潘崇一見,猶豫起來,說道:“父子血肉連心,天道人倫,世子不得不慮也。”

商臣把鼻血一抹,說道:“我入神廟,為父王祈福七日七夜,只求上天免我父子相殘。然父王一再害我,豈有天道人倫?”

潘崇撲在地上,以頭叩地,說道:“昔大王奪位,乃子文所為!世子何慮?滔天之罪,只在老臣一人也!”

商臣喊道:“速傳範山、羋豹!”

家臣受命離去,潘崇立即站了起來,說道:“即刻送鳳妃母子歸鄂省親!”

“內子已定明日動身。”

“不可,現在就走!”

商臣點點頭,說道:“師傅亦將尫(wāng汪)兒和黨兒送走!”

潘崇搖搖頭,說道:“不可,二子必與老朽同生共死!”

商臣大驚,還要規勸,被潘崇以手製止,說道;“若二子與侶兒同離郢城,必生猜疑,大事休矣!”

這時,範山和羋豹匆匆趕來,問商臣道:“世子急召,有何要事?”

潘崇說道:“大王欲廢長立幼,誅滅世子。世子難逃一死,爾等速速逃命,免受株連。”

兩人大吃一驚,你望望我,我望望你。範山說道:“範氏遭棄,蒙世子抬愛,願隨世子一同赴死!”

羋豹也說道:“末將無處可逃,唯願與世子同生共死。”

潘崇與商臣對視了一下,說道:“爾等願隨世子拼死一搏否?”

兩人齊齊跪下:“拼死一搏,萬死不辭!”

“範山聽令:汝速往申縣,領鄂國將士火速入郢,保護世子!”潘崇下令道。

“範山遵命!然郢都城高牆厚,恐難攻入也。”

商臣起身,拿出從鬥勃手中奪來的虎符,親自交到他的手裡,說道:“憑此虎符叫門,城門必開!”

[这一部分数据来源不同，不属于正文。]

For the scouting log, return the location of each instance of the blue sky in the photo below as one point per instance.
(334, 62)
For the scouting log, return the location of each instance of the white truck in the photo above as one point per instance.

潘崇也站起來交代道:“切記:須走西門,方保萬無一失!”

“卑臣謹記!”範山說完,轉身就走了。

潘崇問羋豹道:“江月宮守備如何?虎賁將士何在?”

“虎賁將士悉數調往江月宮,江月宮守衛森嚴!”

商臣說道:“汝能入江月宮否?”

“不能。虎威將軍令我領百餘人守王宮,不得稍離。”

三千虎賁將士不好對付。對外出徵,他們是驍勇善戰的左廣和右廣。回到宮中,他們是無人能敵的鐵甲衛士。特別是那虎威將軍虞甲,羋豹對他更是畏懼。

沉默半晌,羋豹說道:“末將入宮幾年,熟知虎威將軍行事刻板,定有辦法。”

“若明日虎賁將士來攻東宮,如之奈何?”商臣仍惴惴不安。

“世子今夜潛出東宮,先往臣下府邸。犬子尫兒已有安排。若大王派兵來攻東宮,我將拼死守之。”

這是沒有辦法的辦法了。諸事商定,羋豹離去,商臣化裝成東宮衛士,悄然來到潘崇府邸。潘崇的兩個兒子潘尫和潘黨聞訊出迎,領進院門,可前院空空蕩蕩。走進屋裡,也不見老小妻女。商臣正要問,潘尫說道:“世子請隨我來。”說完把他領進後院。

商臣一看,黑壓壓數百名全副武裝的甲士整齊站立。潘尫說道:“世子親至,眾等恭迎!”

甲士們齊聲說道:“共奉世子,萬死不辭!”

商臣心中一喜,想不到師傅早有準備,興奮地說道:“若成大事,必保眾等榮華富貴!”

“願為世子效死!”

潘尫對商臣說道:“此地亦不可留,世子隨我暫避。”商臣見屋內空空,知道他的家人都走了,問道:“此去何處?”

潘尫一笑,說道:“世子記否——”說著湊到商臣耳邊,低聲告訴他。

商臣一聽,猛然想起,說道:“太保神算也!”

江羋氣呼呼地回到江月宮,一見楚成王,頹然坐下,說道:“商臣無禮,合當誅之!”

“發生何事?”楚成王正擔心她。

“豎子席間手淫婢女,口出穢言,是辱我也。虧我一意護他。”

楚成王奇怪,商臣一向刻板寡歡,也不好女色,難道囚禁半年變了?便嘲弄道:“王后不當面訓斥,找我發火何用?”

“我豈能饒他?我言他合當受誅——”話沒說完,她張著嘴不動了。

楚成王猛地起身,厲聲問道:“汝何以言之?”

江羋知道上當了,說道:“我,我言,宜君王、欲殺汝而立職也!”

楚成王氣得發抖,指著她罵道:“大嘴巴,汝中計也!”他眉眼顫動,大聲喊道:“來人,速傳子揚、子家和虞甲!”

三人不久即至,楚成王臉色鐵青,痛苦地說道:“役夫假宴江後,誘之失言,已知將廢矣!彼斷不甘心,必欲謀逆,大楚危矣!子家即刻封鎖城門,嚴禁出入!全城戒嚴!”他停了停,說道:“須調重兵包圍東宮,勿使一人進出!”

“仲歸遵令!”子家轉身而去。

楚成王又對虞甲說道:“江月宮前,勿使有人走動,宮後不準船隻靠近,以防有變!”

“得令!”虞甲也急步退走。

兩人走後,楚成王問道:“豎子有潘崇為謀,令尹可料將欲何為?”

“速派人持虎符傳大孫伯領軍入郢,以防叛亂。”鬥般也不知商臣會怎麼做,但有中軍護衛,必萬無一失!

楚成王覺得有理,喊道:“來人!”

一名身材壯實的廷尉應聲而來:“大王有何吩咐?”

“速往申縣,傳大孫伯領中軍入郢護駕。”

“臣領命。”

鬥般問道:“虎符何在?”

楚成王一驚!說道:“子上受誅之時,未及交與寡人,或在大孫伯之手?”

鬥般一聽,突然想起,說道:“世子先奪虎符,再誅子上,虎符已掌於世子之手矣!”

楚成王聽言,身體立即搖晃起來。他在腰間一摸,可玉佩已送與職兒了。他解下自己的龍鳳玉帶,交給廷尉,說道:“汝即刻領人送與大孫伯,火速入郢,不可怠慢!”